Schwarz-Gelb gräbt der WSV das Wasser ab

 

Zu den jüngst bekannt gewordenen Umbauplänen der Bundesregierung für die
Wasser- und Schifffahrtsverwaltung des Bundes erklärt die heimische Bundestagsabgeordnete Gabriele Lösekrug-Möller:

Die Pläne von Bundesverkehrsminister Ramsauer zur Reform der Wasser- und
Schifffahrtsverwaltung zielen darauf ab, der WSV das Wasser abzugraben.
Dem erteilt die SPD eine glasklare Absage.

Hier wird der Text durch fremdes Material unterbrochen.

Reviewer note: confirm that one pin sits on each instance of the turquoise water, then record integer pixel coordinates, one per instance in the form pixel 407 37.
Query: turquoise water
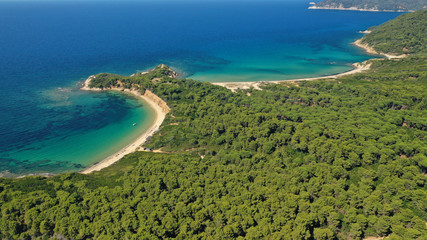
pixel 47 125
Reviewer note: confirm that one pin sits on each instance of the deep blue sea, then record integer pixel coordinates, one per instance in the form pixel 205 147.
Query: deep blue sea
pixel 46 48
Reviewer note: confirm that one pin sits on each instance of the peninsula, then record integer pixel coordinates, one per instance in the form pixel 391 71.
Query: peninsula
pixel 371 5
pixel 341 158
pixel 159 106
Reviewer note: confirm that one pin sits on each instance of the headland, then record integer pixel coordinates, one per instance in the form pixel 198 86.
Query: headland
pixel 160 109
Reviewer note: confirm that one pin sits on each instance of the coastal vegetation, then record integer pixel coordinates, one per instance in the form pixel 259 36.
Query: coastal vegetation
pixel 405 34
pixel 341 158
pixel 376 5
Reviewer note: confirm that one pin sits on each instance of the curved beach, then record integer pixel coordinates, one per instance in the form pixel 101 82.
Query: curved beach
pixel 160 109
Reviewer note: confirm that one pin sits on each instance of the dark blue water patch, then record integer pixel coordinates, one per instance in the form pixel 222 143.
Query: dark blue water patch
pixel 54 45
pixel 64 121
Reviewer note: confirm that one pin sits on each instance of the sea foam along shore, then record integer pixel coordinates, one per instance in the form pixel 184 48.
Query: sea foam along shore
pixel 160 110
pixel 358 68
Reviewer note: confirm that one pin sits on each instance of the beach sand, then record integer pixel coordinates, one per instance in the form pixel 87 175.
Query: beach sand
pixel 160 110
pixel 233 86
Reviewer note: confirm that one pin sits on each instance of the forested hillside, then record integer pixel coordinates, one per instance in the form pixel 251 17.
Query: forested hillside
pixel 329 159
pixel 381 5
pixel 405 34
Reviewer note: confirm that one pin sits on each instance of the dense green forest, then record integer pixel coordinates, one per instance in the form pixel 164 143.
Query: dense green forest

Die Bundesregierung will eindeutig die Wasser- und Schifffahrtsverwaltung des Bundes zerschlagen und plant deshalb ein zentrales Amt in Bonn. Die bisherigen Direktionen sollen aufgelöst und ihre Aufgaben in der neuen Generaldirektion zusammengefasst werden. Betroffen sind davon die Direktionen im ganzen Bundesgebiet – für Niedersachsen sind das Aurich und Hannover. Hunderte Arbeitsplätze sind bedroht.

Alle Entscheidungen zu den Bundeswasserstraßen – ob Planfeststellung oder Neubaumaßnahmen – sollen künftig in Bonn erfolgen; ganz gleich, ob es um den Ausbau der Ems, die Elbvertiefung oder aber die Spree geht. Schwarz-Gelb schafft damit ein neues Bürokratie-Ungetüm.

Das neue Konzept soll Mitte Mai offiziell vorgestellt werden – pünktlich nach den Wahlen in Schleswig-Holstein und Nordrhein-Westfalen. Bis dahin wird den Beschäftigten im Bundesministerium und in der WSV von der Hausleitung ein Maulkorb verpasst. Von einer aktiven Kommunikation rund um das Thema WSV sei vollständig abzusehen, heißt es dort. So wundert es auch nicht, dass die Personalvertretungen bisher nicht über die Rasenmäher-Pläne informiert wurden. Die stets zugesicherte Beteiligung der Personalvertretungen wird mit Füßen getreten.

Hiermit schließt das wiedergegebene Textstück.